In a move that signals the maturing of Switzerland's cybersecurity and digital-trust ecosystem, Adnovum and Trust Valley have jointly launched an Entrepreneur in Residence (EiR) programme headquartered in Lausanne, with Hafnova confirmed as the programme's inaugural startup. The collaboration brings together Adnovum's deep enterprise software and security expertise with Trust Valley's established innovation pipeline, creating a structured residency that aims to accelerate the development of next-generation digital services at the intersection of trust, identity, and cybersecurity.

The EiR model — long established in the venture capital world as a mechanism for pairing high-potential founders with institutional knowledge and resources — is now finding fertile ground in Europe's specialist tech corridors. Lausanne, already home to a dense concentration of federal institutions, multinational technology firms, and elite academic research through the École Polytechnique Fédérale de Lausanne (EPFL), makes a strategically compelling base for such an initiative. The city has progressively positioned itself as a hub for digital trust and privacy-preserving technologies, and this new programme reinforces that identity with a formal structure for startup development.

Under the terms of the programme, startups selected for the residency receive dedicated workspace and access to Adnovum's technical experts — a combination that addresses one of the most persistent friction points for early-stage cybersecurity ventures: the gap between innovative concept and enterprise-grade implementation. Building secure, scalable digital services demands more than raw engineering talent; it requires seasoned practitioners who understand compliance architectures, identity frameworks, and the operational demands of deploying solutions in regulated environments. Adnovum's team brings precisely that institutional depth.

The programme draws its participants from within Trust Valley's existing innovation ecosystem, specifically the Tech4Trust Accelerator and the Trust Village Incubators. This selectivity is deliberate. Rather than opening the residency to a broad and undifferentiated pool of applicants, Adnovum and Trust Valley have chosen to concentrate resources on ventures that have already demonstrated alignment with the digital-trust mission and undergone some degree of vetting through Trust Valley's established programmes. The result is a tighter, higher-quality cohort entering a more intensive and resource-rich environment.

Hafnova, the first startup to take up residency, now occupies a privileged position within this framework. As the programme's inaugural participant, Hafnova not only gains access to workspace and expert mentorship but also benefits from the visibility that comes with being the public face of a partnership between two credible regional players. For a startup operating in the demanding and trust-sensitive field of digital services, that institutional endorsement carries meaningful weight — both with potential enterprise clients and with future investors evaluating the quality of the company's network and advisors.

From Adnovum's perspective, the EiR programme represents a calibrated investment in the broader ecosystem from which it ultimately draws talent, clients, and partners. By engaging with early-stage companies in a structured residency format, Adnovum positions itself not merely as a service provider but as an active architect of the regional innovation landscape. This kind of ecosystem stewardship has become an increasingly common strategic posture among established technology firms in Europe, particularly those operating in sectors — like cybersecurity and digital identity — where the pipeline of specialized talent and innovative solutions is simultaneously critical and constrained.

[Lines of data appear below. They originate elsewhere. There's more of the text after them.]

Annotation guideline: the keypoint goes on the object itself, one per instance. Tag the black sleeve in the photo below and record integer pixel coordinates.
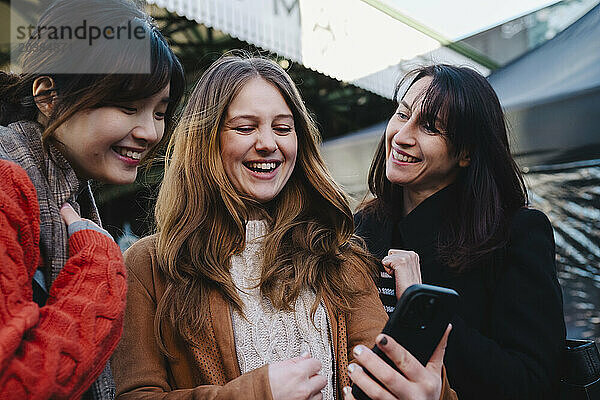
(521, 358)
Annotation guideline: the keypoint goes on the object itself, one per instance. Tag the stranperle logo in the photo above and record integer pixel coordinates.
(78, 41)
(84, 31)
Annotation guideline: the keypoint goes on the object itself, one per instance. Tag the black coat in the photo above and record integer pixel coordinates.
(509, 333)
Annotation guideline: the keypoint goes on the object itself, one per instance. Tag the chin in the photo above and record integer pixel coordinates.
(123, 179)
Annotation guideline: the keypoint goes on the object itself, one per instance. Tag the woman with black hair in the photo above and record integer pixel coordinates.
(79, 111)
(450, 209)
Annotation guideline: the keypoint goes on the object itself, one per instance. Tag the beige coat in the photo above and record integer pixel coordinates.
(212, 371)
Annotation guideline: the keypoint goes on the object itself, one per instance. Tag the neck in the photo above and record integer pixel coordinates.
(412, 198)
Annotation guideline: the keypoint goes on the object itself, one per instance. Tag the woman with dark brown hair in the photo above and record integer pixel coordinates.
(450, 209)
(63, 285)
(254, 285)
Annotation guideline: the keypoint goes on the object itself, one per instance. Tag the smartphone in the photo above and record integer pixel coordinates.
(418, 323)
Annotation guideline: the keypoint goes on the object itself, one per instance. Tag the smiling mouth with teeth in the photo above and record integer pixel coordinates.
(128, 153)
(265, 167)
(403, 158)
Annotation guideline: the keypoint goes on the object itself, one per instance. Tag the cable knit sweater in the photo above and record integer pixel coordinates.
(264, 335)
(55, 351)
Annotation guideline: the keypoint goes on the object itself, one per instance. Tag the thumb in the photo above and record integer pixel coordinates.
(437, 358)
(68, 214)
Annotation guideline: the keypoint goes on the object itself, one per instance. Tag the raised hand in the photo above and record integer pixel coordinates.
(417, 383)
(296, 379)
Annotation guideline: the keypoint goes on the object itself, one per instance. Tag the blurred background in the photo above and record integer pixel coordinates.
(542, 57)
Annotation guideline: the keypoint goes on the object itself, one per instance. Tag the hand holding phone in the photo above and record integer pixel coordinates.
(417, 323)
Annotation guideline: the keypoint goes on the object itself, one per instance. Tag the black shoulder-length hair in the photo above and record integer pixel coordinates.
(74, 92)
(490, 190)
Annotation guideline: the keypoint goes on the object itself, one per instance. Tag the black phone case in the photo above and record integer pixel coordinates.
(417, 323)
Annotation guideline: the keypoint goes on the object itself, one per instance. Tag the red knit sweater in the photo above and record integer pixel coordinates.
(58, 350)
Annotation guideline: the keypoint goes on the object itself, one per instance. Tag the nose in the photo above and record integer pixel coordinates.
(266, 141)
(147, 130)
(405, 134)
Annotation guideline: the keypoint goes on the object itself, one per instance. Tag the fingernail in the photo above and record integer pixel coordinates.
(358, 349)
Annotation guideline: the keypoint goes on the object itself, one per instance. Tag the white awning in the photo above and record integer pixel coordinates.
(346, 39)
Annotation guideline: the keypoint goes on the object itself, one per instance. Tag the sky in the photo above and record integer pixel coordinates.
(456, 19)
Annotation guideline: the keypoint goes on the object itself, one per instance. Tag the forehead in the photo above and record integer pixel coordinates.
(258, 97)
(415, 93)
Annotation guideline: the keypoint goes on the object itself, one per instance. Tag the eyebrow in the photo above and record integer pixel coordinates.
(405, 104)
(255, 118)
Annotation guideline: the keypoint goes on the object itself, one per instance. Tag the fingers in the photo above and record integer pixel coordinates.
(348, 393)
(371, 388)
(437, 358)
(68, 214)
(315, 385)
(412, 369)
(382, 371)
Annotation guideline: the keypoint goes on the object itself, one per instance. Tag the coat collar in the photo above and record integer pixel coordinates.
(422, 225)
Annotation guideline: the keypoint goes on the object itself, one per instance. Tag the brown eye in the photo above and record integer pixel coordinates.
(243, 129)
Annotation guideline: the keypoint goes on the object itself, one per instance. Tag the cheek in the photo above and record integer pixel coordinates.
(160, 127)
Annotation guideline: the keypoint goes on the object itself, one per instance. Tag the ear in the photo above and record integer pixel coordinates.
(43, 94)
(464, 160)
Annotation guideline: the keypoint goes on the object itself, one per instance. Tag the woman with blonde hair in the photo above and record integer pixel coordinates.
(64, 122)
(254, 285)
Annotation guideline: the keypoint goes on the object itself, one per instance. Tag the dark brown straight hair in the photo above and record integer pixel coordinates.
(490, 190)
(75, 92)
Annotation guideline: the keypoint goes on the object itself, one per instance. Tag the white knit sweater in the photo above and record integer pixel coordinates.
(267, 335)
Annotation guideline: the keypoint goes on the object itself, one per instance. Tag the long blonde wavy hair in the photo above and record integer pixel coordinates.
(201, 217)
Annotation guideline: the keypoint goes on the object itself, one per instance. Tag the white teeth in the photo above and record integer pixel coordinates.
(402, 157)
(128, 153)
(262, 166)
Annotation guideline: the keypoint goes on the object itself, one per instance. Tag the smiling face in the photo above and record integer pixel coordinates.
(107, 143)
(418, 157)
(258, 141)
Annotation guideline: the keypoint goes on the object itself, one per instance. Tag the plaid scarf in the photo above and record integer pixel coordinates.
(56, 183)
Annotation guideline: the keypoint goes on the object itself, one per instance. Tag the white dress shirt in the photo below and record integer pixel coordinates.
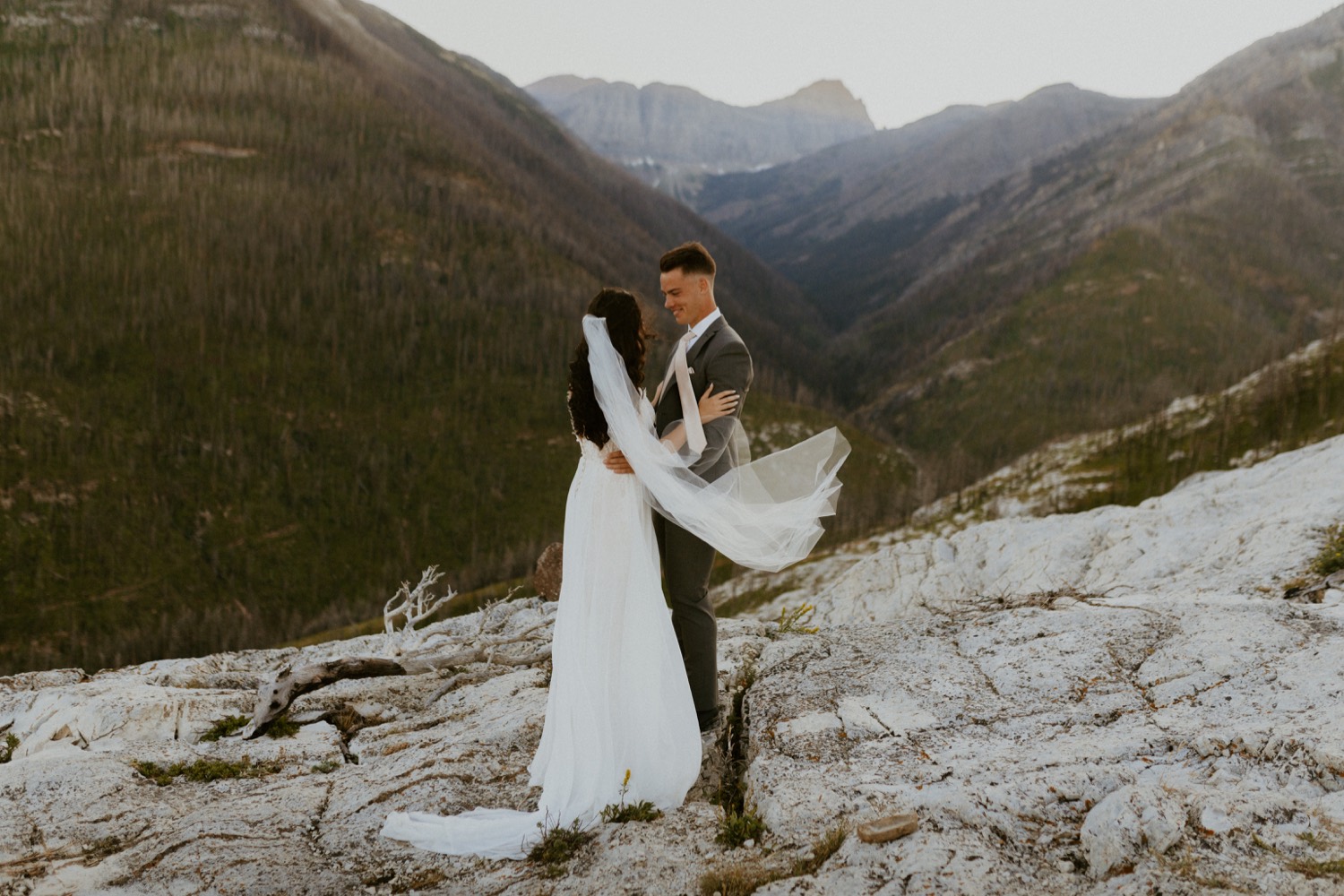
(698, 331)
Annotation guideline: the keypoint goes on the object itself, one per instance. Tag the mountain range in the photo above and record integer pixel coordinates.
(290, 292)
(672, 137)
(1000, 277)
(289, 298)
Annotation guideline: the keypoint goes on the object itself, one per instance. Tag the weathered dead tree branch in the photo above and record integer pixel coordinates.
(414, 654)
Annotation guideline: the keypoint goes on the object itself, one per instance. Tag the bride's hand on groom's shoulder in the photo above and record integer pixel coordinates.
(617, 463)
(715, 406)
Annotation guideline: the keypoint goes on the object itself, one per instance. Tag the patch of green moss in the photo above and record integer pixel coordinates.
(1331, 559)
(225, 727)
(556, 848)
(282, 727)
(206, 770)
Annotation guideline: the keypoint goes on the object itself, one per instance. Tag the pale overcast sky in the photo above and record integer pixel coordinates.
(902, 58)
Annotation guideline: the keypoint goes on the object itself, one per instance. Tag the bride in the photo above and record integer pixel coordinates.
(620, 723)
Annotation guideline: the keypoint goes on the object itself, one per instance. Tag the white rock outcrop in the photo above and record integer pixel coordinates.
(1116, 702)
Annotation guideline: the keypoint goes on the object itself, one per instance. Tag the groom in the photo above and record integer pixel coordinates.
(715, 355)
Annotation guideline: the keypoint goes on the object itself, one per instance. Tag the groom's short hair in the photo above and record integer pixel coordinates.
(693, 258)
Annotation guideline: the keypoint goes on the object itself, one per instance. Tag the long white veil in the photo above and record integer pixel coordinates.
(763, 514)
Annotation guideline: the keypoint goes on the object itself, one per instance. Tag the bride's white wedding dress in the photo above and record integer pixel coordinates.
(618, 697)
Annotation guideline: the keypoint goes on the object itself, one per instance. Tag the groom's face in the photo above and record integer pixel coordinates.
(688, 296)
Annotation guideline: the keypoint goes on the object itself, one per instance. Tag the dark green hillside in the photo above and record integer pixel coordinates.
(287, 308)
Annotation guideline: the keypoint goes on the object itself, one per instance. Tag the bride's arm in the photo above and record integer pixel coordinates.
(711, 409)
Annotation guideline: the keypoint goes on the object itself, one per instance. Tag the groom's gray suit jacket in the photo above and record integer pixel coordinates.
(719, 358)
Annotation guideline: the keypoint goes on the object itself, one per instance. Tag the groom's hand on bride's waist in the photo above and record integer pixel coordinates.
(617, 463)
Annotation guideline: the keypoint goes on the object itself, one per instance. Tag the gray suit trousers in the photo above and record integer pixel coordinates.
(687, 562)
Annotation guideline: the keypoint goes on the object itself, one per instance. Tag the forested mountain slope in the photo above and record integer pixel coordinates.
(288, 298)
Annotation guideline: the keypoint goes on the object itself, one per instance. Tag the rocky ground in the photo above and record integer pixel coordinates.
(1117, 702)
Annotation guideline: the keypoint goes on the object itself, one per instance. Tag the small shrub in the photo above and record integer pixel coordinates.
(225, 727)
(738, 880)
(282, 727)
(621, 813)
(204, 770)
(1331, 559)
(738, 828)
(642, 810)
(556, 848)
(823, 848)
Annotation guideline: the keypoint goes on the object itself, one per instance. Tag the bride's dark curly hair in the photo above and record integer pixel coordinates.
(625, 327)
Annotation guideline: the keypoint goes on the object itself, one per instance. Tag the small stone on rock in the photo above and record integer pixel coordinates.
(882, 831)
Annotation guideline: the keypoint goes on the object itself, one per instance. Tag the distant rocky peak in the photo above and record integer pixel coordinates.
(828, 99)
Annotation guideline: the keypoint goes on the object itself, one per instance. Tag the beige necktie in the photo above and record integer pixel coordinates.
(690, 408)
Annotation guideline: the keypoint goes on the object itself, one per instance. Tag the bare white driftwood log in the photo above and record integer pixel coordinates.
(274, 699)
(413, 605)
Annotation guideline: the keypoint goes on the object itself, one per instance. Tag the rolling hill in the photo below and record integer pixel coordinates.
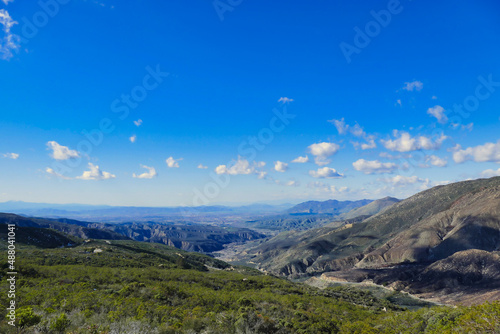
(427, 227)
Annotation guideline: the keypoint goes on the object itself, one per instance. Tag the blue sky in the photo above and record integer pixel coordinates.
(208, 102)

Trust Valley, for its part, gains a high-quality corporate partner willing to commit tangible resources — physical space, human capital, and institutional credibility — to the development of startups emerging from its accelerator and incubator programmes. The EiR structure deepens Trust Valley's value proposition to founders, transforming it from a network and convening organization into a programme capable of delivering direct, hands-on operational support at a crucial stage of company development.

What This Means for the Swiss Digital-Trust Landscape

The Adnovum–Trust Valley EiR programme, while modest in its initial scope, carries implications that extend well beyond the immediate benefit to Hafnova. It establishes a replicable template for corporate-startup collaboration in the Swiss cybersecurity corridor — one grounded in structured access to expertise rather than purely financial investment. As European regulators continue to raise the bar on digital security, identity verification, and data sovereignty requirements, the demand for sophisticated, compliant digital-trust solutions will only intensify. Programmes that accelerate the journey from concept to enterprise-ready product — bridging the gap between innovator and practitioner — will become increasingly valuable to the region's competitiveness. Lausanne now has one more such mechanism in place, and the market will be watching to see which startups follow Hafnova through its doors.